It’s time for some triceps talk: The triceps muscle lies along the back of your upper arms. It makes up two-thirds of your upper arms and has three heads — medial, short (lateral), and long — hence the “tri” in the name. 

Your triceps muscle plays a huge role in giving your arms shape, and is, therefore, a point of contention for many of us as we get wiser in years. I won’t get into what they should or shouldn’t look like — all bodies are beautiful, regardless of age — but if you find yourself frequently complaining about newly formed “wings” and are determined to try for change, muscle building/maintaining strength work is one of the greatest weapons against some of the more unpleasant effects of aging. More importantly, these muscles are responsible for crucial movements that get more difficult with time, like extending your elbows (straightening your arms) and stabilizing your shoulders. So, whatever the impetus, your triceps deserve some love. 

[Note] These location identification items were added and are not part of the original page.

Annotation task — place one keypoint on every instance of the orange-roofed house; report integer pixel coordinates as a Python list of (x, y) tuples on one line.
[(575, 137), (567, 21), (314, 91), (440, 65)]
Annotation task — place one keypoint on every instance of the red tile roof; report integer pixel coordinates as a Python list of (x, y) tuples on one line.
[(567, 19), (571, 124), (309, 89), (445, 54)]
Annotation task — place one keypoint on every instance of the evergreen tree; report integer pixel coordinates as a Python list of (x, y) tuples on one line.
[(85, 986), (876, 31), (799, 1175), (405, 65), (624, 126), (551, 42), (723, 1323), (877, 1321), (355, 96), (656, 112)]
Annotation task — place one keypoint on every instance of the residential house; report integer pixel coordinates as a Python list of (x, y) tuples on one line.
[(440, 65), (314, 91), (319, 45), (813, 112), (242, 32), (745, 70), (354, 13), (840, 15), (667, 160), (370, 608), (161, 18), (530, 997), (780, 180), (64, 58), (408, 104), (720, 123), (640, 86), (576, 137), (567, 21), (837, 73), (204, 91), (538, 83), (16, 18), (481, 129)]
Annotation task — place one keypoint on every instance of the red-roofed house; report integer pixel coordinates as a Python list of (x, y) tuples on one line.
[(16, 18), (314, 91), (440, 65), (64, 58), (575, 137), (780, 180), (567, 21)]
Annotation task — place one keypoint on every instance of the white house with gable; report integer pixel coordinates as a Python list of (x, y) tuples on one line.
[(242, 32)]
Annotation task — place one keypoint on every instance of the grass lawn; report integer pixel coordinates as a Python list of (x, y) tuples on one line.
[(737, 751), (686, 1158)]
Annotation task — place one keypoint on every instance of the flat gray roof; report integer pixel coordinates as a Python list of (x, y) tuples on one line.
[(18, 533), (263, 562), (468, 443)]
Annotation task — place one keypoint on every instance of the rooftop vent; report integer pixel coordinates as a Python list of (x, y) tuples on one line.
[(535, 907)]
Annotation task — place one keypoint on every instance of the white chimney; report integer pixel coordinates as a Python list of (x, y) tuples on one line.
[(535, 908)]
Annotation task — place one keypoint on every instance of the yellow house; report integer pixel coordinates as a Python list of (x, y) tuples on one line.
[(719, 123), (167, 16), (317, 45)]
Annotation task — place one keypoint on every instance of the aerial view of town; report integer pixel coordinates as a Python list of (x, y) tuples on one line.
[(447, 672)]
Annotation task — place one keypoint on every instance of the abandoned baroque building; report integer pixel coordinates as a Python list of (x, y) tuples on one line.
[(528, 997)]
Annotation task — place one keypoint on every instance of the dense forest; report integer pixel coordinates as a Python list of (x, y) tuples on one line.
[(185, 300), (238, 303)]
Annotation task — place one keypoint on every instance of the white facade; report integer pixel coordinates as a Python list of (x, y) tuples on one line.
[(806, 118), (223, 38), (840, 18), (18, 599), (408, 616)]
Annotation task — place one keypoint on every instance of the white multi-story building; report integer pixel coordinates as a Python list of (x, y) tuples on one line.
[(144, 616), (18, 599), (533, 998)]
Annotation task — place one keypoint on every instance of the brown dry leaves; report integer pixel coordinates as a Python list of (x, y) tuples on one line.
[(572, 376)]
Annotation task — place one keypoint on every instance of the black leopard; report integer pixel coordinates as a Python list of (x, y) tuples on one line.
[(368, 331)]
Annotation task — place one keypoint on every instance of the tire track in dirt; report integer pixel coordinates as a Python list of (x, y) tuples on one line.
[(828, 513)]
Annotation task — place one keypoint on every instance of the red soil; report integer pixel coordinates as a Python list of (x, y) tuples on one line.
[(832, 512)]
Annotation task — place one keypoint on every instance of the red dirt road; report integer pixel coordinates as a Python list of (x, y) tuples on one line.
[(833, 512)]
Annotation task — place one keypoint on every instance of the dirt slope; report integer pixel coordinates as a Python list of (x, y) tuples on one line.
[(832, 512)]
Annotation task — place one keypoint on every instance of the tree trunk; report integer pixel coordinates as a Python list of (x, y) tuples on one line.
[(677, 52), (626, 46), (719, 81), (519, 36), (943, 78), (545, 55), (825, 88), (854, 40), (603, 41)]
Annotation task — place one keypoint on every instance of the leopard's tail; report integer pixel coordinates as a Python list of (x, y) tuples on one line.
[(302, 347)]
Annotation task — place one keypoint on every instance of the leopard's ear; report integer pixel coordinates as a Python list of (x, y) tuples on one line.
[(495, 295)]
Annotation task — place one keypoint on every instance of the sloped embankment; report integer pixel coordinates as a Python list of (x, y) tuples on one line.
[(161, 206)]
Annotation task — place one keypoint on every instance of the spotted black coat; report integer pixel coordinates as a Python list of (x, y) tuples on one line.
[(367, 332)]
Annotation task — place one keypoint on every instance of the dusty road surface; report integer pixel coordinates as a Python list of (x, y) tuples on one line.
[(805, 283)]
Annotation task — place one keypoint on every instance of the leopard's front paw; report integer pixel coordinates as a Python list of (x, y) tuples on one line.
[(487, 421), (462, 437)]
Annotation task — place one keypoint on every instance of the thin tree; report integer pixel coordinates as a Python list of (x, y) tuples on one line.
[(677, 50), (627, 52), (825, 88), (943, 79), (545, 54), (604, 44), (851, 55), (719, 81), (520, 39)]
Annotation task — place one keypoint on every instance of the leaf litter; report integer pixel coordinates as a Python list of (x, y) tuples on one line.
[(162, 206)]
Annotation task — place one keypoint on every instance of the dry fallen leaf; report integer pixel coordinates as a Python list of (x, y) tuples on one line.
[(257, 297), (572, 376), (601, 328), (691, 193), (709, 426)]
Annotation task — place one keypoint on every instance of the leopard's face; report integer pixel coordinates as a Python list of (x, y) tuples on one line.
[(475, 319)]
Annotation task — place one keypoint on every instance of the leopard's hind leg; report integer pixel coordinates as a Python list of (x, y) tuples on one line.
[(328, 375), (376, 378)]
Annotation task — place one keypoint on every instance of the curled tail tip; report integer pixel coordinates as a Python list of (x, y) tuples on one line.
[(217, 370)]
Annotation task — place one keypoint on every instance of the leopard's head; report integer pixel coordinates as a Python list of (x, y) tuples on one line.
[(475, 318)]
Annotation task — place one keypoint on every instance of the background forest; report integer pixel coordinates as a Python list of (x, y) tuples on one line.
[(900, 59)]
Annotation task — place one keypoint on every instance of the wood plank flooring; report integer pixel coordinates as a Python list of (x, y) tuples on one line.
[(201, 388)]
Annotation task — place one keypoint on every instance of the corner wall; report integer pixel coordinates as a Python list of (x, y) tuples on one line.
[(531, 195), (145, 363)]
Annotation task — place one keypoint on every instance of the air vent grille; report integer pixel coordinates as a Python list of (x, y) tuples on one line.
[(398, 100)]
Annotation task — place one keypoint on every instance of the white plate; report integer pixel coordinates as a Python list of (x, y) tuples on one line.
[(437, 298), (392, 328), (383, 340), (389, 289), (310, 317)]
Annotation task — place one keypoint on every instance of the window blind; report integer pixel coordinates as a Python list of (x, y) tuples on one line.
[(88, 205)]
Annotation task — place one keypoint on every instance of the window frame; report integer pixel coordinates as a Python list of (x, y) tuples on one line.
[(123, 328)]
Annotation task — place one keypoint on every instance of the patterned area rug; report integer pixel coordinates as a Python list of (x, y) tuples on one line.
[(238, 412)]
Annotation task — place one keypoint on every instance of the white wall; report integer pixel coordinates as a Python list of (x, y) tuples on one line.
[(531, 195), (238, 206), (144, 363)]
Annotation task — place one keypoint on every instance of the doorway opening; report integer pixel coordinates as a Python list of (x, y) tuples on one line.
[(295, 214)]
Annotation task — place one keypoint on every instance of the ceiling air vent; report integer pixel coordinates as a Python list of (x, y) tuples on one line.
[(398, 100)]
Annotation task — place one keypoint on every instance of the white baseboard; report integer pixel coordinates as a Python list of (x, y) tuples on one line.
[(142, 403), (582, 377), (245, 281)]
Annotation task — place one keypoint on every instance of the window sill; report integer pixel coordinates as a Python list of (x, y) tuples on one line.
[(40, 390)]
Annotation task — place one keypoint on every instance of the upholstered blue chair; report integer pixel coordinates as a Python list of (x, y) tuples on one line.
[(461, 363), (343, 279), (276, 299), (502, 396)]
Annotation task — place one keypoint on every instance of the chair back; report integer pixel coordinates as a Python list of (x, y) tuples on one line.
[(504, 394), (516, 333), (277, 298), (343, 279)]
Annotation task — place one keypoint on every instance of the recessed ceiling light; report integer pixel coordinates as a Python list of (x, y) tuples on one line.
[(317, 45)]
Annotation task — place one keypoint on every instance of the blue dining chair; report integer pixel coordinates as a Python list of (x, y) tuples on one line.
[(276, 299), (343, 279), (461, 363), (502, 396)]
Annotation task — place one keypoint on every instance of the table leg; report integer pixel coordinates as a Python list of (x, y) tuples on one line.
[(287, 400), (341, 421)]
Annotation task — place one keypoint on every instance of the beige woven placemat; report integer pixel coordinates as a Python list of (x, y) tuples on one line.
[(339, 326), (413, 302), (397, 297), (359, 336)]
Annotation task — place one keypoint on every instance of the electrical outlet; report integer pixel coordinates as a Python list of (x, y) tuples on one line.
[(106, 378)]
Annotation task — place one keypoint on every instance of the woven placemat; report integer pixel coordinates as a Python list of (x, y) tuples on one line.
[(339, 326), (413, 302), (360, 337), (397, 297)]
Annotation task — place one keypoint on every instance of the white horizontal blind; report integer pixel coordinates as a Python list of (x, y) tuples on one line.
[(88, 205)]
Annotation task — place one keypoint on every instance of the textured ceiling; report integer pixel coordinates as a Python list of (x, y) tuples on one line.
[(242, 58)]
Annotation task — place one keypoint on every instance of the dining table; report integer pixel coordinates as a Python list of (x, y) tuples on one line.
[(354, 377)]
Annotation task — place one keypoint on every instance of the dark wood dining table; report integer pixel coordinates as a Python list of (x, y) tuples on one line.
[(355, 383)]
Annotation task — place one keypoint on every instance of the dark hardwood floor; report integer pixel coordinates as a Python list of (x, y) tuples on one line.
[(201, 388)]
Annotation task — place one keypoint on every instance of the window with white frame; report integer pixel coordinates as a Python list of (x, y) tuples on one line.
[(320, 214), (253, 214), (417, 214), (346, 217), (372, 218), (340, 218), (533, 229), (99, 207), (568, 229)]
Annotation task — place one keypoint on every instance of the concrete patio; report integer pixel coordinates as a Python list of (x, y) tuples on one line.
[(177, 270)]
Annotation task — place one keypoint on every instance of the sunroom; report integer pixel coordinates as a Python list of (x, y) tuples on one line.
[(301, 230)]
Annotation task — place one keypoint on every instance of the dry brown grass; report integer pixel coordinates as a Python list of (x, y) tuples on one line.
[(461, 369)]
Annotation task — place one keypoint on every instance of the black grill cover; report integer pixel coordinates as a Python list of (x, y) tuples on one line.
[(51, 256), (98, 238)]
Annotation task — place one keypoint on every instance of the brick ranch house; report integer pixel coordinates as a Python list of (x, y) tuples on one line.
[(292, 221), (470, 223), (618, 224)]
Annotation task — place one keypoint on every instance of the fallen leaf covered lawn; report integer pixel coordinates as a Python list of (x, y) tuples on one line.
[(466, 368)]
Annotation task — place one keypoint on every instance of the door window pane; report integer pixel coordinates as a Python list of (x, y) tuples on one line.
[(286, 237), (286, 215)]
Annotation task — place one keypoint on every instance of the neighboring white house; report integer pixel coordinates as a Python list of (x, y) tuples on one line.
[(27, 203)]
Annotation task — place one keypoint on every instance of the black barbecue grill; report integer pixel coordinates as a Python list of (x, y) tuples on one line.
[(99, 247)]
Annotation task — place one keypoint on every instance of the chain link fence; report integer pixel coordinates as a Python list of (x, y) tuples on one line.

In this video, I showcase three foundational dumbbell strength exercises for your triceps. As always, choose a weight that challenges you but doesn’t prohibit you from maintaining proper form. Do 3-4 sets of each exercise. 

If you’re looking to experience these moves (and more) within arm-focused curated workouts, check out the Kira Stokes Fit App — there are countless body part/muscle group-specific fully guided workouts to help you achieve a strong upper body. 

Best Tricep Exercises

Move 1: Triceps Extension (aka Skull Crushers)  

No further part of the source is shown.